Thursday, March 19, 2015

You can't see my battle scars.





It is so interesting to me how we can feel the way we do and look just fine. How does this happen? I can go to work feeling like I was drug behind a truck with a rope tied to my ankle for 30 bumpy, rocky miles. Every fiber of my being aches. People can not contemplate how your head, legs, arms, neck, back, and feet hurt all at the same time. Your insides roll, and quiver, and shake. Your back muscles twitch, while your calves near spasm every time you take another step. Every muscle that isn't twitching is so taught with tension that your are afraid to lift things for fear that it will get any worse. You feel like every muscle is going to give out. On top of that the world is practically spinning, and you are so dizzy you feel liking running to the nearest bathroom to prey to the porcelain gods that this will all just go away! We can make it through days like this. We do it all the time. And still, even on days like that we still hear "You look good today". All you can do is laugh at that point really. I am so glad I can still look good through all of that, now that is fucking talent!

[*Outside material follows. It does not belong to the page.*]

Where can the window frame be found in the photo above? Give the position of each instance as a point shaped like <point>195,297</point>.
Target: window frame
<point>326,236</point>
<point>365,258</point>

This is a common scenario for people with fibro, chronic pain, and autoimmune diseases. My body is destroying itself from the inside out, attacking itself all of the time, but nobody would ever suspect anything if it wasn't for us telling them. Better yet, you could be miserable one day and drastically better the next. Without us coming out and telling people, they would probably never know. We literally have to come out of the #Spoonie closet. This unfortunately usually leads to them not really believing you, or not understanding at all.  Still, it is a process, a difficult one. I started with my closest family, and didn't even do that until I had a near mental breakdown over the pain. I have mentioned it to coworkers in passing, and a friend or two. It was hard, and still is. There is never a good time to bring up your suffering, so you keep that beast locked up. Unfortunately, I am getting to the point in this disease that I am having trouble hiding it anymore. It is getting to be to much to hide, to lock away, to grin and bare. I am almost always limping, grinding my teeth, and holding my back like a 90-year-old. I can't hide it no matter how hard I try, but I also can't talk about it no matter how hard I try. Between a rock and a hard place, really. 

I know the healthy way to handle this problem, and I understand the destructive natures of the other path. I can preach about communication until I was blue in the face, but practicing it is a whole different story. Some day, I really hope to be an advocate for Fibromyalgia awareness. I want to start support groups, and plan events. I have a LOT to work on mentally before I get there, but that is my goal. I guess I better learn how to talk about it and even just tell people first. HA I set this specific goal for myself simply because I knew it would make me have to learn to better communicate, and learn to better live with what I was given. Which, will also help with my ultimate goal of becoming more transparent.

My husband has told me that the entire first 6 months we were dating, he had no idea how I even felt about him. That hurt to hear honestly, not because he hurt my feelings or anything, but because I realized that I don't show those I love how much I care about them because I am too busy hiding behind this damn mask. Too busy trying to hide my pain, my sadness, my worries, my fears. I didn't realize that in hiding all of these things, I began hiding myself. That is one sucky quality to have, so I'm going to change it. I'm going to become more transparent. For my marriage, for my son, for myself. My son should know how much I love him, my family, my friends, they should know too.